Investment markets and key developments over the past week
Most major share markets fell over the last week as concerns about “second waves” of coronavirus cases, uncertainty about the growth outlook and geopolitical risks continue to rattle investors. US shares fell 2.9% and eurozone shares lost 1.7% but Japanese shares rose just 0.1% and Chinese shares rose 1.0% although they were closed for much of the week. The weak global lead and concerns about rising coronavirus cases in Victoria also drove a 0.6% fall in Australian shares, with sharp declines in energy, industrial, information technology (IT) and property shares. Bond yields generally fell, although they were basically flat in Australia. Oil prices fell, the iron ore price was basically flat and metal prices rose. The A$ rose slightly as the US$ fell.

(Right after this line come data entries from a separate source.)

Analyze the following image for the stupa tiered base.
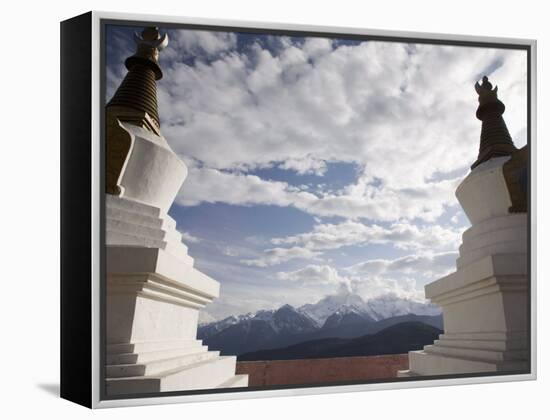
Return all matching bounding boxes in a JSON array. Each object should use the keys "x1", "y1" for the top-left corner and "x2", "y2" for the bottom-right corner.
[
  {"x1": 106, "y1": 340, "x2": 248, "y2": 395},
  {"x1": 105, "y1": 195, "x2": 248, "y2": 395},
  {"x1": 399, "y1": 157, "x2": 529, "y2": 377},
  {"x1": 398, "y1": 253, "x2": 528, "y2": 377}
]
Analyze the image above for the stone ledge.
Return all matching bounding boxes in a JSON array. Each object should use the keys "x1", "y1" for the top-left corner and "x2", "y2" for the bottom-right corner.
[
  {"x1": 431, "y1": 275, "x2": 526, "y2": 307},
  {"x1": 457, "y1": 241, "x2": 527, "y2": 268},
  {"x1": 107, "y1": 339, "x2": 203, "y2": 355},
  {"x1": 459, "y1": 226, "x2": 526, "y2": 254},
  {"x1": 439, "y1": 331, "x2": 527, "y2": 341},
  {"x1": 107, "y1": 246, "x2": 219, "y2": 299},
  {"x1": 434, "y1": 337, "x2": 527, "y2": 351},
  {"x1": 106, "y1": 194, "x2": 162, "y2": 218},
  {"x1": 106, "y1": 355, "x2": 243, "y2": 395},
  {"x1": 106, "y1": 344, "x2": 209, "y2": 365},
  {"x1": 406, "y1": 349, "x2": 528, "y2": 376},
  {"x1": 423, "y1": 344, "x2": 528, "y2": 363},
  {"x1": 108, "y1": 274, "x2": 216, "y2": 309},
  {"x1": 461, "y1": 214, "x2": 526, "y2": 242},
  {"x1": 106, "y1": 350, "x2": 220, "y2": 378},
  {"x1": 106, "y1": 194, "x2": 178, "y2": 230},
  {"x1": 425, "y1": 253, "x2": 527, "y2": 301}
]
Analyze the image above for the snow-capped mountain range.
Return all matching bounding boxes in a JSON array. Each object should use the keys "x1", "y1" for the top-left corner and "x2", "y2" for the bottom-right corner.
[
  {"x1": 197, "y1": 293, "x2": 442, "y2": 356},
  {"x1": 298, "y1": 293, "x2": 440, "y2": 325},
  {"x1": 201, "y1": 292, "x2": 440, "y2": 329},
  {"x1": 198, "y1": 304, "x2": 319, "y2": 340}
]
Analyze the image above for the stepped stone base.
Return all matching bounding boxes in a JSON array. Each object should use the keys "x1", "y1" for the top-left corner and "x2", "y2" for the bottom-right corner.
[
  {"x1": 398, "y1": 349, "x2": 528, "y2": 378},
  {"x1": 106, "y1": 195, "x2": 247, "y2": 395},
  {"x1": 399, "y1": 159, "x2": 529, "y2": 378},
  {"x1": 106, "y1": 339, "x2": 247, "y2": 395},
  {"x1": 398, "y1": 253, "x2": 528, "y2": 378}
]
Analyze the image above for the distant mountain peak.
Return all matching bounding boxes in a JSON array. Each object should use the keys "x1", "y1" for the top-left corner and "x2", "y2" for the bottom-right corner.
[
  {"x1": 252, "y1": 309, "x2": 275, "y2": 321},
  {"x1": 272, "y1": 303, "x2": 318, "y2": 334},
  {"x1": 322, "y1": 308, "x2": 373, "y2": 330},
  {"x1": 297, "y1": 292, "x2": 440, "y2": 325},
  {"x1": 197, "y1": 292, "x2": 442, "y2": 356},
  {"x1": 276, "y1": 304, "x2": 296, "y2": 312},
  {"x1": 333, "y1": 303, "x2": 364, "y2": 314}
]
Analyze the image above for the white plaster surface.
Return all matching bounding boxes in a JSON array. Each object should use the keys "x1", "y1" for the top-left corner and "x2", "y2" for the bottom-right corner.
[
  {"x1": 107, "y1": 247, "x2": 218, "y2": 298},
  {"x1": 106, "y1": 291, "x2": 201, "y2": 344},
  {"x1": 400, "y1": 157, "x2": 529, "y2": 378},
  {"x1": 456, "y1": 156, "x2": 512, "y2": 225},
  {"x1": 106, "y1": 356, "x2": 247, "y2": 396},
  {"x1": 117, "y1": 123, "x2": 188, "y2": 212},
  {"x1": 106, "y1": 180, "x2": 247, "y2": 395}
]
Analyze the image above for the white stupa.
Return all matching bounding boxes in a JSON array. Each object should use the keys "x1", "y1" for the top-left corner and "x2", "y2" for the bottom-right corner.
[
  {"x1": 104, "y1": 27, "x2": 247, "y2": 395},
  {"x1": 399, "y1": 77, "x2": 529, "y2": 377}
]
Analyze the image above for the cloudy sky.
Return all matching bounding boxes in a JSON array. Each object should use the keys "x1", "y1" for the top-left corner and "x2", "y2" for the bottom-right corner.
[{"x1": 106, "y1": 25, "x2": 527, "y2": 320}]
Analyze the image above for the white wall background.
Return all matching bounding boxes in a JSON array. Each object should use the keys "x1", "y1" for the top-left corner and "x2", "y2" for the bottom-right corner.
[{"x1": 1, "y1": 0, "x2": 547, "y2": 418}]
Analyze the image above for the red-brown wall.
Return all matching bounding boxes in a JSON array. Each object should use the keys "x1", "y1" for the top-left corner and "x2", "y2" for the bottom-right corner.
[{"x1": 236, "y1": 354, "x2": 409, "y2": 387}]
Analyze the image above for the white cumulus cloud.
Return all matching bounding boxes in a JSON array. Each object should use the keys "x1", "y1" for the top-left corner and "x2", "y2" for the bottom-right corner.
[
  {"x1": 276, "y1": 264, "x2": 344, "y2": 285},
  {"x1": 240, "y1": 246, "x2": 322, "y2": 267},
  {"x1": 271, "y1": 220, "x2": 463, "y2": 252}
]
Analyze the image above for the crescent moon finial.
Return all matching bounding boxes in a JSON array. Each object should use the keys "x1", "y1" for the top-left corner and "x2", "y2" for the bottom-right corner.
[
  {"x1": 157, "y1": 33, "x2": 169, "y2": 50},
  {"x1": 133, "y1": 28, "x2": 169, "y2": 50},
  {"x1": 475, "y1": 75, "x2": 498, "y2": 105},
  {"x1": 125, "y1": 27, "x2": 167, "y2": 80}
]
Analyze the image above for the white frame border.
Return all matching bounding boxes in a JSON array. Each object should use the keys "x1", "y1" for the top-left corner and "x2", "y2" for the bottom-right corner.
[{"x1": 90, "y1": 10, "x2": 537, "y2": 409}]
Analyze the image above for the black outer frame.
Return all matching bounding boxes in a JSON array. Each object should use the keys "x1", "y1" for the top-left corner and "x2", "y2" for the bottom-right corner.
[
  {"x1": 60, "y1": 11, "x2": 93, "y2": 408},
  {"x1": 60, "y1": 11, "x2": 535, "y2": 409}
]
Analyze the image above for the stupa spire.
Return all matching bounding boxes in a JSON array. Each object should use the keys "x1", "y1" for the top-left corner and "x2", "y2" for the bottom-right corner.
[
  {"x1": 106, "y1": 27, "x2": 168, "y2": 131},
  {"x1": 105, "y1": 27, "x2": 169, "y2": 195},
  {"x1": 471, "y1": 76, "x2": 516, "y2": 169},
  {"x1": 103, "y1": 25, "x2": 247, "y2": 395}
]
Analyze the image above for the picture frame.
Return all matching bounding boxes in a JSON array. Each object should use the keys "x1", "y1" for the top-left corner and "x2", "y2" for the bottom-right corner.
[{"x1": 60, "y1": 11, "x2": 537, "y2": 408}]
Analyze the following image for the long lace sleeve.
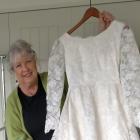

After their huge rally into early June, shares remain vulnerable to a further correction or period of consolidation, but we continue to see this as a pause in a rising trend. Risks around the growth outlook flowing from second wave worries remain significant and could drive a further correction. However, contrarian support for shares remains from a record amount of cash on the sidelines and investor sentiment remaining relatively cautious. The three big risks we see are: a second wave of coronavirus cases necessitating a renewed shutdown, which in turn could drive a much deeper fall in share markets; collateral damage from the shutdown resulting in a stalling in the recovery after the initial bounce; and the US presidential election with President Trump likely to try and appeal to his base by ramping up tensions with China (and maybe even Europe), particularly if his approval rating continues to slide.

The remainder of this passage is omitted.